I kinda just hairdry it lol.


----------



## Kirsten (Aug 15, 2011)

I skip coco fibre all together and use straight peat for my terrestrials and peat with moss or vermiculite and a false bottom for my arboreals.


----------



## RayH (Aug 15, 2011)

I just make up large amounts of it some time before I need to use it and leave it in a well ventilated area to dry out.


----------



## webbedone (Aug 15, 2011)

I use the all mighty powerful SUN!!!  you can also bake it in the oven at a low setting with the door open if you dont mind the smell


----------



## paassatt (Aug 15, 2011)

Kazahmish said:


> actually I did some research last night/this morning and found Petco has some loose stuff that it seems you can order on the net.. haven't tried it yet, but I believe that is the way I will go when I need it


There's a difference between coco fibre and coco husk.
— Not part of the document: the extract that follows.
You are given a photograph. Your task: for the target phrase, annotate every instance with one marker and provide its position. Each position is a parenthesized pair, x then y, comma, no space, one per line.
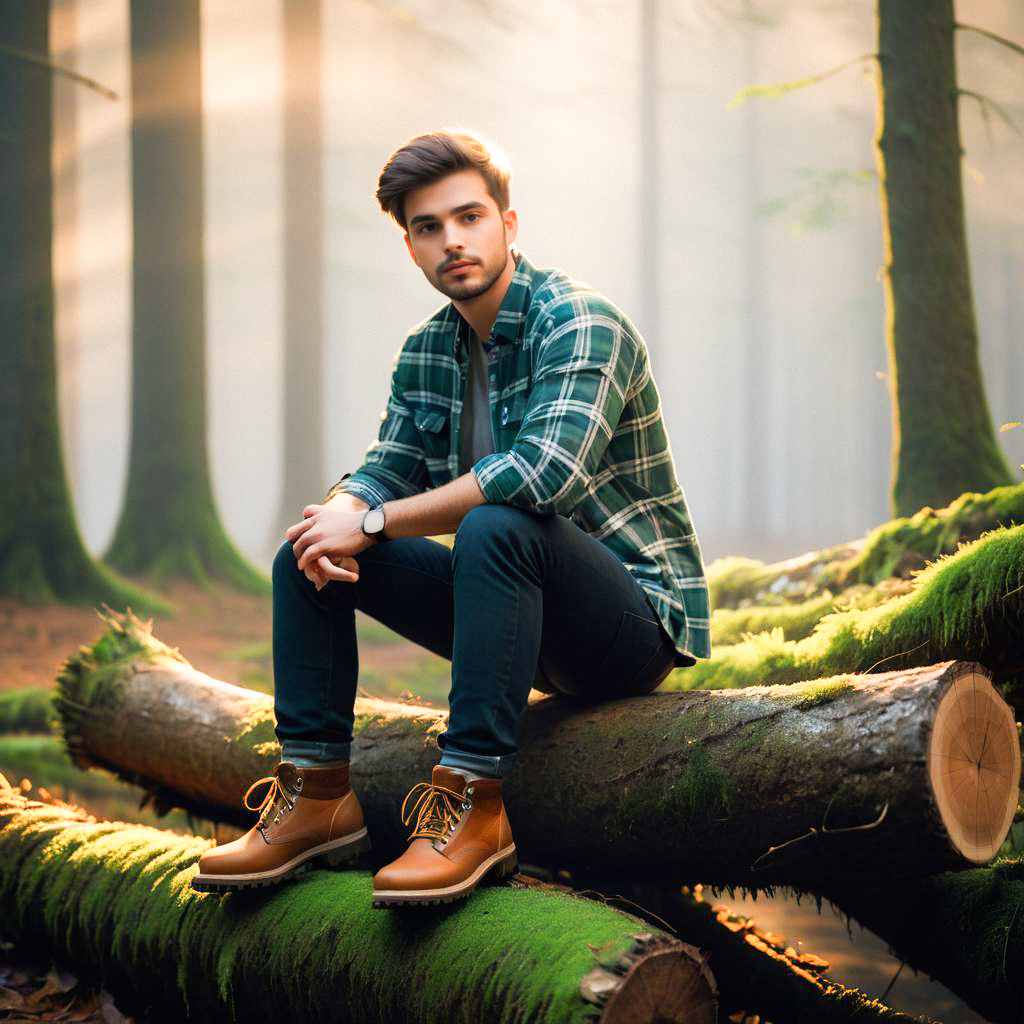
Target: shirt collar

Most of the loose stuff you'll find in bags is husk. Very stringy and doesn't make a good substrate, in my opinion.


----------



## Cuda1973 (Nov 2, 2011)

I lay it out on a tarp and spread it very thin. Set it out in the sun to dry, stirring occasionally. Will be dry in just a couple of hours.


----------



## Tim Benzedrine (Nov 3, 2011)

In the summer I put it in a large aluminum pan and leave it under the sun, stirring it periodically. In the winter I bake it.. I've considered accelerating the summer method by placing it on the roof, but I never really need it any faster so have never bothered.


----------



## Hendersoniana (Nov 3, 2011)

my bro has a marine fish tank and a chiller, so i use the chiller fan outside to blow dry my sand and coco peat for my Ts and Scorps. Works really well as the air is warm and it dries fast if its a sunny day and no rain to interrupt.


----------